Red tape slashed for doctors visiting Dubai
Dubai Healthcare City has introduced a visiting-physician licence that will enable specialists to practise for a short period of time.
The new licence is valid for a month at a time and renewable up to three times a year. To reassure patients, it will also show a visiting doctor's credentials and history of practice.
The scheme is expected to encourage the already booming healthcare tourism sector. A survey last year found 80 per cent of doctors believed medical tourists visited Dubai because of the high quality of care they received.
The time taken to register visiting specialists under the existing system is a deterrent, said Dr Ramadan Al Blooshi, managing director of the healthcare city authority. "The timeline to license a professional is two to three months, on average, but can take up to nine months.
"You have to check everything, from certificates to good standing, exam qualifications and title. Because it can take a long time to approve, it puts off some top specialists from coming to Dubai to work."
In a survey commissioned by DHC, respondents from 120 medical facilities said infertility treatment was the most popular procedure. Other common referrals were for cosmetic, dental, cardiac and orthopaedic surgery, treatment or tests.
"We want to continue to be a hub of medical tourism in Dubai and have the best institutions here," Dr Al Blooshi said.
"We will not accept a doctor lower than a consultant in their own country but they must have evidence they are needed in Dubai. The infrastructure of Dubai allows it to be a hub for medical tourism."
The changes to medical licensing will be announced in more detail at the Arab Health Conference, which begins in Dubai on January 26.
To cope with rising demand, plans are under way to build 22 new hospitals in Dubai to attract 500,000 medical tourists a year by 2020.
Dubai Health Authority has said 18 private and four public hospitals will be built, with numbers of healthcare staff likely to swell to more than 3,800.
Infertility treatments are in demand by visitors in Dubai because of cultural, financial and legal restrictions, or long waiting lists elsewhere, experts have said.
The average stay of medical tourists in Dubai is seven to 10 days, but there has also been an increase in special-needs patients arriving from overseas for longer treatments.
Dr Fatma Al Sharaf, senior manager at DHC, is leading the free zone's medical tourism initiative.
"We have a lot of patients coming from other GCC countries for their special-needs kids," she said.
"This treatment often requires regular sessions.
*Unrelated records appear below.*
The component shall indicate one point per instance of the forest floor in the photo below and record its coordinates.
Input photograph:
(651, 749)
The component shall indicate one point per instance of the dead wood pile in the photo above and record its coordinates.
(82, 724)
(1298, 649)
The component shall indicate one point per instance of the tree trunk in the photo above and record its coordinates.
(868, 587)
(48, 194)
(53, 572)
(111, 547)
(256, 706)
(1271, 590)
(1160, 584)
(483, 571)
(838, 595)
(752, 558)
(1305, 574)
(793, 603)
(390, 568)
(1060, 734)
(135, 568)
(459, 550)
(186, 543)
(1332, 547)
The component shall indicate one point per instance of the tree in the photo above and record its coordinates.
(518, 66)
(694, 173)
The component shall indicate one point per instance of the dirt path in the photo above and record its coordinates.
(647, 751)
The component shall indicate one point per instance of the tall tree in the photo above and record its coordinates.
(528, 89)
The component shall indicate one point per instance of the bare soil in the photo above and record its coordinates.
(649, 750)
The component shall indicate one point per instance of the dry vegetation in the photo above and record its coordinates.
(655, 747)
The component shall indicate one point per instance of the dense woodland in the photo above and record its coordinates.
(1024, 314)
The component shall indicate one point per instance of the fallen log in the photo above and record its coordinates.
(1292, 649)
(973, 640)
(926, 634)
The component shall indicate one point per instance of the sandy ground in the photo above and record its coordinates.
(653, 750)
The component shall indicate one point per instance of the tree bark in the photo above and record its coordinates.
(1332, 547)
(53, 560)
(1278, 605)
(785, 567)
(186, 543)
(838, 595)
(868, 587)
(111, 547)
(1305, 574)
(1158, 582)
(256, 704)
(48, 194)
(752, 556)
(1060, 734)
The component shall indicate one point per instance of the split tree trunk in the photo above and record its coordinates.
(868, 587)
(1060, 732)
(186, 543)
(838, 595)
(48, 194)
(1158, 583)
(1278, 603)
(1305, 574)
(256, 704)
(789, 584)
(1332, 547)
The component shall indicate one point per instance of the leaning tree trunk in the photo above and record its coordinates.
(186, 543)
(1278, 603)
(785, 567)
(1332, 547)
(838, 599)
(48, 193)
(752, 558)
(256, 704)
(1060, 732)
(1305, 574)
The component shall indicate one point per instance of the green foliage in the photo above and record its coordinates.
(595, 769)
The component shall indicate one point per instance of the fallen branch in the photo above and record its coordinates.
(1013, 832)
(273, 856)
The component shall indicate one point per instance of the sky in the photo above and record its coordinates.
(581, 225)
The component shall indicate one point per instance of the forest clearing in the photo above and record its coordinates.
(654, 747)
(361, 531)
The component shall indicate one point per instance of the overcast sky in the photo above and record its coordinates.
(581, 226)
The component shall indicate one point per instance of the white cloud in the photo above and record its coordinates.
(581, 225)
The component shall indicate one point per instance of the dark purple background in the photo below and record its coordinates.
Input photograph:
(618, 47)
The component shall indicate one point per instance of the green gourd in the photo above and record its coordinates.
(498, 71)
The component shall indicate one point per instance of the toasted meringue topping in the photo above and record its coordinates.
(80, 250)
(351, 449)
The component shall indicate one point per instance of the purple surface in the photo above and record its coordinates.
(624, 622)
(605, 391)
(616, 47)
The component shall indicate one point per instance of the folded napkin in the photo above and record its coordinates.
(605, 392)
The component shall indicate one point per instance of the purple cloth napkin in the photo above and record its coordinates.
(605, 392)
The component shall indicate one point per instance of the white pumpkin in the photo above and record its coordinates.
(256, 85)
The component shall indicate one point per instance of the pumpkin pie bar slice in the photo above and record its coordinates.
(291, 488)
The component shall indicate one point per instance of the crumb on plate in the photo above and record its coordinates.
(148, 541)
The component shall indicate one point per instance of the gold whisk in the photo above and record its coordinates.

We also have recorded cases of patients who have improved their statuses as special needs."
Names and qualifications of doctors already practising in DHC and a list of the languages they speak can be found on its website. Doctors must also provide proof of their insurance to obtain a licence.
Trust in a doctor's capabilities is the bedrock of attracting more patients to DHC, Dr Al Sharaf said.
"Patients are also coming here for ophthalmology, cosmetic surgery and bone surgery," she said. "It is easy for people to come to Dubai as the culture and language is often the same; it makes it comfortable for them."
Key findings from last year's 2014 DHC survey showed that 48 per cent of medical tourists were primarily from the GCC, with 32 per cent from the wider Arab world. Patients from Europe made up 26 per cent, and 23 per cent were from Asia.